O projeto estabelece também algumas regras de transição entre os atuais PIS/Pasep e Cofins e a CBS, porém o texto é silente no que diz respeito aos estoques de abertura. Nesse sentido, a atual regra de transição determina que quem está no atual regime não-cumulativo poderá apropriar créditos sobre a depreciação de ativos adquiridos antes da vigência da CBS, todavia com base na alíquota de 9,25%, por outro lado, sobre os estoques não há previsão de apropriação de qualquer crédito adicional. Com efeito, tendo em vista que a CBS terá alíquota de 12% nas saídas e, considerando que o preço de venda é formado também pelo custo de aquisição das mercadorias e pela depreciação dos ativos, haverá um incremento de custo tributário sobre a parcela dos estoques iniciais. Esse aumento também ocorrerá em relação à parcela de depreciação e amortização de ativos que compõe o preço final dos produtos vendidos, pois, tais custos (antes tributados a 9,25%) serão forçadamente tributados à alíquota de 12%.

Essa situação também é observada para os estoques de produtos com sujeição monofásica da tributação do PIS/Pasep e Cofins (ex.: autopeças, produtos de perfumaria, dentre outros), uma vez que, no regime atual, tais contribuições são concentradas nos fabricantes e importadores, e sujeitas à alíquota zero nos revendedores e nos varejistas. Nesse caso, a falta de regras de transição para os estoques desses produtos acarretará em dupla tributação: uma por conta da incidência monofásica na indústria e outra pelo pagamento da CBS no momento da comercialização de tais itens, prevista em 12% no projeto.

Adicionalmente, existem outros aspectos que devem ser observados pelos estabelecimentos varejistas, tal como o incremento de ICMS que por sua vez também incidirá sobre a CBS. Além disso, há que se mencionar o caso dos fertilizantes e demais insumos agropecuários, que atualmente são beneficiados com alíquota zero de PIS/Pasep e Cofins e passarão a serem tributados pela CBS. Ainda, ficarão mantidas a desoneração para os produtos da cesta básica, só que não será permitida a manutenção dos créditos vinculados a tais receitas, conquanto que no atual regime a cesta básica também é desonerada e com a manutenção dos créditos de PIS/Pasep e Cofins vinculados a tais produtos.
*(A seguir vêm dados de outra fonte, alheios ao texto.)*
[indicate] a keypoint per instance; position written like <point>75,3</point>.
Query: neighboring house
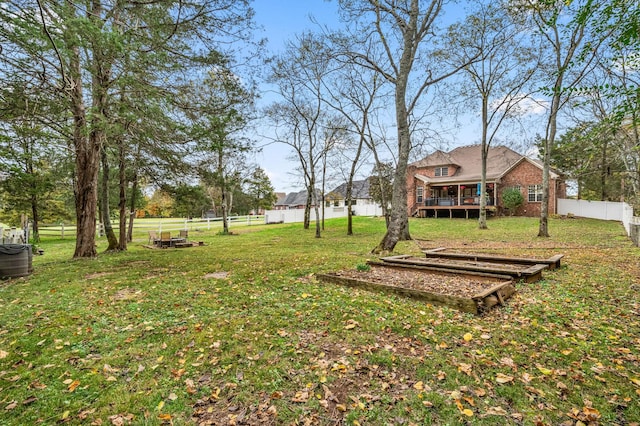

Em suma, as questões citadas são prejudiciais para os varejistas e há outros pontos que trazem incertezas com relação à aplicação da CBS. Se por um lado, a unificação facilitará na hora da tributação, por outro, o peso tributário pode ser maior afetando diretamente o comércio. Como toda mudança tributária, será ainda necessário realizar significativas adaptações para que, no futuro, o resultado seja positivo para governo, empresas e consumidores.

*Altair Antonio Toledo é sócio-líder da área de tributos dos escritórios da KPMG na Região Sul e Adriano da Rosa Silva é gerente sênior de tributos da KPMG.